Configuring system resources for SQL DI

Preparing for installation involves obtaining the SQL Data Insights (SQL DI) product code and readying your system environment. SQL DI has specific system, network, user access, and security requirements. You must satisfy these requirements before you install SQL DI.

System capacity requirements

System capacity for SQL DI varies based on several key workload factors, including the size of source data, the number of unique values, and the data type of selected columns. As the number of rows and columns increase, more CPU, memory, and storage are required for enabling and running AI queries. The number of unique column values and the size of an AI object model correspond proportionally. The more distinct column values there are, the larger the resulting object model becomes and the more system resources are needed for training the model.

Take for example the system resource usage for processing a small SQL DI AI object. The AI object is 2.2 GB in size with 26 columns and 10 million rows. While 14 columns are of the SQL DI numeric data type, the remaining 12 columns are of the categorical type. It might require up to 8 threads on 10 CPUs, up to 17 GB of memory, and 20 GB file system storage to enable the object for AI query while achieving adequate performance goals. The total of 4 million unique values contributes to the final size of the resulting model, which might require up to 13 GB of disk space in the Db2 storage group.

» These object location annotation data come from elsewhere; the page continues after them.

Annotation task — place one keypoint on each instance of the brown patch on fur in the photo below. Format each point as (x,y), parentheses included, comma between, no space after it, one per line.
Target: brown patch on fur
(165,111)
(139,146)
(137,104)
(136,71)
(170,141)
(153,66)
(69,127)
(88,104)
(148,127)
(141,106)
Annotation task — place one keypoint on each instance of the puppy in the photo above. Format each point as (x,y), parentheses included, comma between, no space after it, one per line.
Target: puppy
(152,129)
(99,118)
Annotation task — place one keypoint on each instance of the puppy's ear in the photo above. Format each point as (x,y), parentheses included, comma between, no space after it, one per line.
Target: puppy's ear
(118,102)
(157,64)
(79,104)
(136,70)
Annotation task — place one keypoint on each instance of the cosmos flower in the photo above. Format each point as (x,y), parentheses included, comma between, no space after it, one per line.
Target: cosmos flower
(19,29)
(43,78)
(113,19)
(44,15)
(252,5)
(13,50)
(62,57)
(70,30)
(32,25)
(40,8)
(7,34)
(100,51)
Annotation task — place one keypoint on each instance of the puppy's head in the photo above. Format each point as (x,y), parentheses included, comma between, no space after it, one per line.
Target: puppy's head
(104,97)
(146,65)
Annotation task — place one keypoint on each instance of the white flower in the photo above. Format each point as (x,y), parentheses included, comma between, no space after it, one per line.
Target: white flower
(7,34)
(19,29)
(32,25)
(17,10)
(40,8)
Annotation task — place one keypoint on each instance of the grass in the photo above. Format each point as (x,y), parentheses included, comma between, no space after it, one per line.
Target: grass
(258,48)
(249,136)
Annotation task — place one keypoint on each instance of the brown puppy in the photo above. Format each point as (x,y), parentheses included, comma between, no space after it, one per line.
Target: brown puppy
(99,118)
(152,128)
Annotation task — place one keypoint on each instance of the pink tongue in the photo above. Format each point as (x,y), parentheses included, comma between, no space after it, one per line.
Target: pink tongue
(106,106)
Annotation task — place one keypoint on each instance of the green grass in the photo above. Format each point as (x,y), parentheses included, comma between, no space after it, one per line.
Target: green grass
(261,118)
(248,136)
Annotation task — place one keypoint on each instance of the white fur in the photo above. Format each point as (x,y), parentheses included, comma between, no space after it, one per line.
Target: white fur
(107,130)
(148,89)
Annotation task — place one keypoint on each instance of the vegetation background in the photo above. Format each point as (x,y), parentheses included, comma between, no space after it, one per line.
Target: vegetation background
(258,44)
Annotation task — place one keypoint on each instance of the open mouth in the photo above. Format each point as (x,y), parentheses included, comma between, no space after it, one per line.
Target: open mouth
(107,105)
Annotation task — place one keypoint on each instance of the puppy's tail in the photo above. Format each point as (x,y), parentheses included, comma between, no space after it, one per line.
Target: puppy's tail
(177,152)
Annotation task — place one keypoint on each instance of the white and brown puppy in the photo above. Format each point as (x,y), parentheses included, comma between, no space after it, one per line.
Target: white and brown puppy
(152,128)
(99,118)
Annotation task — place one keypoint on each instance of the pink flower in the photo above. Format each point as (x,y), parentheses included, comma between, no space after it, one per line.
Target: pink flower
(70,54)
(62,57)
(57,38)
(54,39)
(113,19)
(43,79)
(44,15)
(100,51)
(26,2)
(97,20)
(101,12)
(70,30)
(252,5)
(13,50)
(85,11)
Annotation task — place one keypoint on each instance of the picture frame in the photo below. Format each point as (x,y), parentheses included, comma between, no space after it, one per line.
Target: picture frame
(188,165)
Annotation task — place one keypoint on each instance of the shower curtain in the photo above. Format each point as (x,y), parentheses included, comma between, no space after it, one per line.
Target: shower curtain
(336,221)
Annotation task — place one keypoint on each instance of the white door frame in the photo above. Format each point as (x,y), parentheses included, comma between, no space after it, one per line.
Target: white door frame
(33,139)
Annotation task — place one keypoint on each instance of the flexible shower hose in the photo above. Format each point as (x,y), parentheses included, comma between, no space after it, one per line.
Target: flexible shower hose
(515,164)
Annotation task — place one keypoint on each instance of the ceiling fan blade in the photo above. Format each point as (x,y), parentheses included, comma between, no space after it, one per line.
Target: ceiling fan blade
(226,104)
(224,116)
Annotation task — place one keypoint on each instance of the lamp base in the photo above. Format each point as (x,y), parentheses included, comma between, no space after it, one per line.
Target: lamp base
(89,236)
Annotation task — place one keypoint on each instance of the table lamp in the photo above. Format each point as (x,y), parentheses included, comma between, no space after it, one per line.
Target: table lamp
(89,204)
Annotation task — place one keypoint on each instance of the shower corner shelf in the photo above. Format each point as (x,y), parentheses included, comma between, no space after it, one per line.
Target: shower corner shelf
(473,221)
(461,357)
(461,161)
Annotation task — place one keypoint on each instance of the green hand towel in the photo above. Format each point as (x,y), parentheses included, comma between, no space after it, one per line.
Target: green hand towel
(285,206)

MVS resource workload requirements

When you enable an AI object for AI query, SQL DI creates and trains a machine learning model for the object. Model training can consume all the resources available for your OMVS subsystem. Consider defining your SQL DI workload in z/OS® Workload Manager (WLM) and assign a service class for Spark associated with this workload. For the service class, specify the default qualifier names SQLD% and SQLDAPPS with your performance goals and resource requirements for the workload. Also, consider assigning the service class for your SQL DI workload a lower priority than for your Db2 workloads. See z/OS workload management for Apache Spark for more information.